While there is a lot to deride, I did love the mysterious setting. The mother-daughter relationship was nice. Figuring out what happened to the world, this island, the elders, was interesting. Turton is great at unique ideas. A great story could be told on that island, with those characters, and that narrator, but the execution just wasn’t what I was expecting.

Children of Time

Empathy for the Buggers.

I’ve dabbled in Adrian Tchaikovsky’s one-off novels, but never gotten into his grand space bound epics. After reading Service Model, I figured what the heck, I’m a big nerd, this guy writes some interesting stuff, I’ll try out this grand Children of Time series of his that keeps popping up. Hoo boy, this book was not at all what I expected. I’ve read some Tchaikovksy and enjoyed it. The novels were always fun little stories that had great moments, but were never something that I really loved. Children of Time was outstanding.

The book alternates between what feels like a nature documentary narrated by David Attenborough and the life of a historian, on of the last members of humanity, as the species slowly travel across galaxy. The remains of civilization are on a single ship, searching for a new home, in an out of stasis and situations arise. Gaps between our historian protagonists sleep can span hundreds of years. At first he is older than his peers. Over time, his peers are woken up more frequently and stay out longer. In the span of two weeks of waking, he sees friends younger than him become elderly. What felt like closing and opening his eyes, were literal generations. Every time he surfaces like a submarine to find his world changed.

The nature documentary chapters were unexpected. They follow lives and exploits of jumping spiders. Spiders that through a series accidents, are larger, smarter, and inherit an anciently terraformed world. Following the arachnids throughout similarly large stretches of time, I found myself cheering them on. They befall and surpass a variety of existential threats throughout the millennia. Throughout the book, there is a sense that conflict will eventually arise between these two species over the one habitable planet. As a reader, I feared the conflict. I had empathy for both sides. Two-legged and eight.

While this is the first book of a series, I am perfectly happy to stop right here and not read the sequels. I have this fiction anxiety where I fret the author will “ruin” my beloved world, characters, story.
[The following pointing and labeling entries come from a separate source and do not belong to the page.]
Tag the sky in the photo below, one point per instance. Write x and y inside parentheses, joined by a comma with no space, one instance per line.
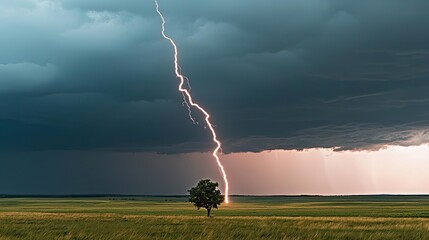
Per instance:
(311,97)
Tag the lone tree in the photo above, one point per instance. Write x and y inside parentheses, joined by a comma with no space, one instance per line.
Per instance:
(206,195)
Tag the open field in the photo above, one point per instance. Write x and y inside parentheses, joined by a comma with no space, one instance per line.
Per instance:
(363,217)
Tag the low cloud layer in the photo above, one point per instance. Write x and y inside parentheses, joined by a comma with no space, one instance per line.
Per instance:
(84,75)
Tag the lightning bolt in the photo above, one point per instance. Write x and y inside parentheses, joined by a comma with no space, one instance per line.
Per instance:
(190,103)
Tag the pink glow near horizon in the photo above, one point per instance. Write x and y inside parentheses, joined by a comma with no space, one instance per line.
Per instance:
(393,170)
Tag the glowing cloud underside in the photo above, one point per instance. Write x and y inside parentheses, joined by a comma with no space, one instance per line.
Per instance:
(188,101)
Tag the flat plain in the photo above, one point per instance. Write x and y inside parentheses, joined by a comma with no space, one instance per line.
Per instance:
(346,217)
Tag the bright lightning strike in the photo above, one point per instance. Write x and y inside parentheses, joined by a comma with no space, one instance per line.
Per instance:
(190,102)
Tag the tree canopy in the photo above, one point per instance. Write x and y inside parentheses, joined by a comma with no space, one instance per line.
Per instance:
(206,195)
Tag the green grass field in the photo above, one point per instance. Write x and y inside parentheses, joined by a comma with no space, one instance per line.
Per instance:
(366,217)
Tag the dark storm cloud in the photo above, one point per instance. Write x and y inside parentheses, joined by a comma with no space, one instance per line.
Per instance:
(82,75)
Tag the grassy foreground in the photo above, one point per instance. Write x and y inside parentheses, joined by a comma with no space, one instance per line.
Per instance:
(377,217)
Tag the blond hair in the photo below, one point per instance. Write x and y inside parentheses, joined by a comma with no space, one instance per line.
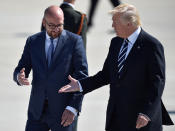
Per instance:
(128,13)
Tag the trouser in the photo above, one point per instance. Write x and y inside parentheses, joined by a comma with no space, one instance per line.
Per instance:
(42,124)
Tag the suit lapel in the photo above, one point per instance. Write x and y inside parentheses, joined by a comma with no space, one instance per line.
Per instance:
(42,47)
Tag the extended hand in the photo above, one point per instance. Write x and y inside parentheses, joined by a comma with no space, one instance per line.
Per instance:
(21,78)
(141,121)
(67,118)
(73,86)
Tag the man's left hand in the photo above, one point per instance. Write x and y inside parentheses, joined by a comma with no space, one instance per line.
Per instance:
(67,118)
(141,121)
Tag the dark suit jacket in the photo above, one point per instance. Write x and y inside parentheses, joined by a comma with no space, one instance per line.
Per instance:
(139,88)
(69,58)
(72,19)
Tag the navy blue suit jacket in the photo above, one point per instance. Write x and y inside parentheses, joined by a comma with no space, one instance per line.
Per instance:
(139,88)
(69,58)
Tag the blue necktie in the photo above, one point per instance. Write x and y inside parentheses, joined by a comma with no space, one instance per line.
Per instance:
(121,56)
(50,52)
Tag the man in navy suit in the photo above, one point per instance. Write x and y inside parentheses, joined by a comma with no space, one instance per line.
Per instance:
(135,70)
(52,55)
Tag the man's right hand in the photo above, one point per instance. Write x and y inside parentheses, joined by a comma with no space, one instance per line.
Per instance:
(73,86)
(22,79)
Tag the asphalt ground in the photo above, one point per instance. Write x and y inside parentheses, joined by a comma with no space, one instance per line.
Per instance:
(21,18)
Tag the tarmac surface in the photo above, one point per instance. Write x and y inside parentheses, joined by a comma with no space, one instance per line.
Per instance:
(21,18)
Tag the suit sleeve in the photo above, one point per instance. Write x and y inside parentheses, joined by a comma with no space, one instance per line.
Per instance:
(80,71)
(24,62)
(156,79)
(84,30)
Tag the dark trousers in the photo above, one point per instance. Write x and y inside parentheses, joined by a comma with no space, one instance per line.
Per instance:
(42,124)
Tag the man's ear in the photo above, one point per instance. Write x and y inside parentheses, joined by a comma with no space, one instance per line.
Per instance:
(44,23)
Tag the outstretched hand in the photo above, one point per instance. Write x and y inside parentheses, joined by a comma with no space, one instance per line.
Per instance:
(73,86)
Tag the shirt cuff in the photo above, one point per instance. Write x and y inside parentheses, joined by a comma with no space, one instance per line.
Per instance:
(18,80)
(81,89)
(73,110)
(145,116)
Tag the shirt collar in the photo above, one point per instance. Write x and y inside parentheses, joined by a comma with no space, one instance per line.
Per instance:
(133,37)
(73,6)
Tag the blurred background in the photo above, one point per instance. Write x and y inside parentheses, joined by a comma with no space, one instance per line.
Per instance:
(22,18)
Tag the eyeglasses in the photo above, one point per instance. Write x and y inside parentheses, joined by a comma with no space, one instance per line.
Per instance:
(53,26)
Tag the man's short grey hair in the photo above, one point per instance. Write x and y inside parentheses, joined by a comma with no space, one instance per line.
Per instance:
(128,13)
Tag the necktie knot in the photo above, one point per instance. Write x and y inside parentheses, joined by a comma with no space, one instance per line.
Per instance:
(50,52)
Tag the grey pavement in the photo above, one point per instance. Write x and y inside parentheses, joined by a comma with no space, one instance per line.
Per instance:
(21,18)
I convince myself that I’m happy not knowing everything, not knowing what might happen. I think Children of Time is a perfect read all on its own. Maybe I will get over it for this series and continue on. I guess time will tell.

Service Model

A robot butler’s sad, comedic search for purpose.
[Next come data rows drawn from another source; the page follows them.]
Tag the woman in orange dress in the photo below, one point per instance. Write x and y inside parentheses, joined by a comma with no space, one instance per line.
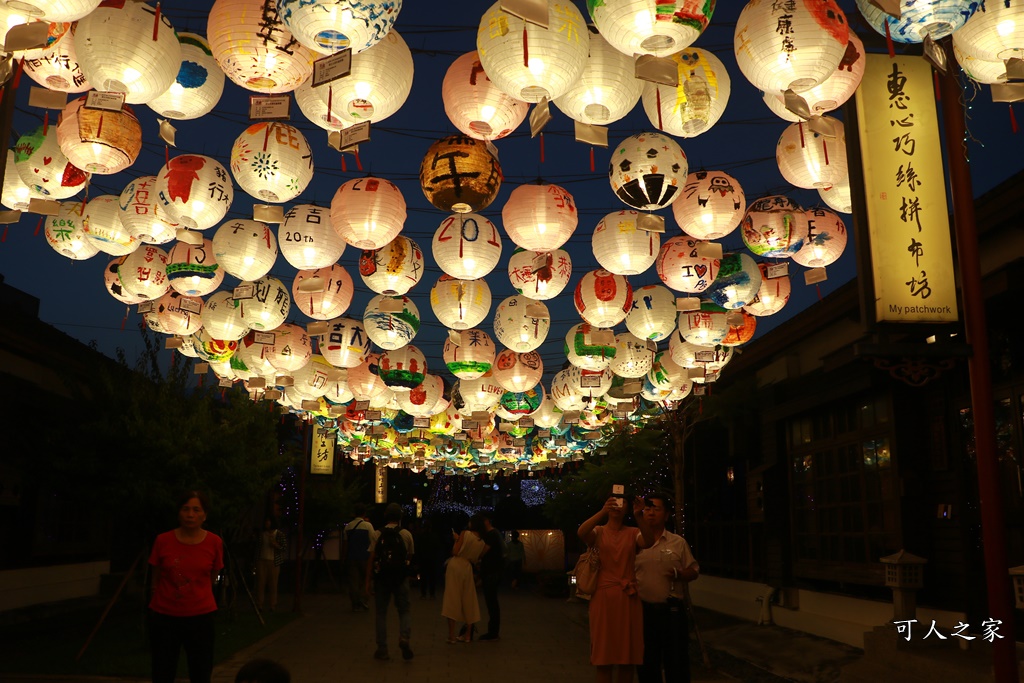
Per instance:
(615,613)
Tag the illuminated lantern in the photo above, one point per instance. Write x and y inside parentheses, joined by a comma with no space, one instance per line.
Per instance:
(646,171)
(530,62)
(475,105)
(193,269)
(621,247)
(467,246)
(460,304)
(98,140)
(254,47)
(520,324)
(195,190)
(697,102)
(391,322)
(271,161)
(459,174)
(805,54)
(540,217)
(323,294)
(472,356)
(246,249)
(368,213)
(394,268)
(197,88)
(127,47)
(774,226)
(540,275)
(652,313)
(44,168)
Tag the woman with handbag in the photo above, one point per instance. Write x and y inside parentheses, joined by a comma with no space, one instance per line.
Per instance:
(615,613)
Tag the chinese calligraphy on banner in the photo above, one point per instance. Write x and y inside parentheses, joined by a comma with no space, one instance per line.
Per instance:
(905,187)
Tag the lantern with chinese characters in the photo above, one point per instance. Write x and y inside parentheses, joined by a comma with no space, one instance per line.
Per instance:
(391,322)
(307,240)
(460,174)
(98,140)
(368,213)
(621,247)
(271,161)
(128,47)
(325,293)
(460,304)
(195,190)
(471,356)
(394,268)
(475,105)
(796,45)
(193,269)
(246,249)
(530,62)
(197,88)
(254,47)
(467,246)
(540,217)
(521,324)
(697,102)
(646,171)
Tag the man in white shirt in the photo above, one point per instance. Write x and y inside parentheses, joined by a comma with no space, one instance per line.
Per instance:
(663,571)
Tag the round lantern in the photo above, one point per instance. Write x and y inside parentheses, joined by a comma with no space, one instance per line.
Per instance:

I went in to Service Model blind, knowing nothing of the book and having only read one other book by Adrian Tchaikovsky (Elder Race, I recommend it). The novel follows a robotic personal valet, a real gentleman’s Gentlerobot, as it discovers the world.

Service Model reminded me of Douglas Adams at times. There’s a hilarious absurdity to most events and dialog, while also being sandwiched by tragedy and introspection. The book straddles the line of a somber setting and still makes me chuckle.